REPUBLIKA.CO.ID, JAKARTA- Ketegasan sikap RI berlanjut di zaman pemerintahan Suharto.
Dalam masa Orde Baru, Indonesia tetap mendukung perjuangan bangsa Palestina sekaligus mengecam Israel sebagai entitas penjajah. Namun, sedikit berbeda dengan rezim Sukarno, penguasa Orde Baru tidak langsung berkonfrontasi dengan Israel.
Menurut M Muttaqien dalam artikelnya untuk jurnal Global and Strategies(2013), Presiden Soeharto lebih menyukai upaya-upaya mediasi untuk menyudahi konflik Palestina-Israel. Di samping itu, Orde Baru diketahui lebih berpihak pada Barat, utamanya dalam soal ekonomi dan politik keamanan.
Karena itu, misalnya, ketika negara- negara Arab melakukan embargo minyak kepada Amerika Serikat (AS) dan sekutunya, Indonesia tidak dalam posisi mendukung langkah ini. Sebab, pada 1970-an ekonomi Indonesia masih bertumpu pada sektor migas yang bekerja sama dengan perusahaan-perusahaan asing asal Barat.
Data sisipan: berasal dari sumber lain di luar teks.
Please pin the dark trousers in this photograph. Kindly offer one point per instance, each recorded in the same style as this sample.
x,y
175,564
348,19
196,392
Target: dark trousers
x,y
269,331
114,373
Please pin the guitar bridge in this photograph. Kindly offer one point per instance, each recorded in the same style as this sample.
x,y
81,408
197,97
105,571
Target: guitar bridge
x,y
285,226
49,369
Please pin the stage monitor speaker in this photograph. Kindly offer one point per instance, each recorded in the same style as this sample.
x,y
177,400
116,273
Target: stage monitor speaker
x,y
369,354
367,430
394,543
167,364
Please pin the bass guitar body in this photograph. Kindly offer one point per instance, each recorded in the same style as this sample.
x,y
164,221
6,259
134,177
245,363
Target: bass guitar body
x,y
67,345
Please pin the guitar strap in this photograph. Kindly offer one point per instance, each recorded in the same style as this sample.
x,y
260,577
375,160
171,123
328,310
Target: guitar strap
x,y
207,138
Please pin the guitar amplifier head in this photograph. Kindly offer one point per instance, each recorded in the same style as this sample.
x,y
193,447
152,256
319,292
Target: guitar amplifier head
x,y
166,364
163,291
Sebagai bukti pragmatisme Orde Baru, Muttaqien mengutip fakta ketika OPEC menyepakati kenaikan harga minyak ekspor hingga 10 persen pada Oktober 1975. Sebagai anggota OPEC, Indonesia saat itu hanya menaikkan harga komoditas tersebut 1,6 persen, meskipun kemudian sempat menjadi 10 persen setelah Konferensi OPEC di Doha, Qatar, pada Desember 1976.
Di zaman Orde Baru pula, Organisasi Pembebasan Palestina (PLO) terbentuk pada 1967. Namun, menurut Muttaqien, Presiden Soeharto terbilang telat untuk mengizinkan pendirian kantor perwakilan PLO di Jakarta.
Menlu RI saat itu, Adam Malik, baru memberikan izin demikian pada 1974. Itu setelah pertemuan puncak Liga Arab berlangsung di Rabat, Maroko, yang salah satu hasilnya mengakui PLO sebagai satu- satunya organisasi yang merepresentasikan rakyat Palestina.
Di saat yang bersamaan, PBB juga mengakui kepemimpinan Yasser Arafat atas PLO. Pemimpin besar Palestina itu pada 1993 mengunjungi Jakarta dan disambut baik Presiden Soeharto.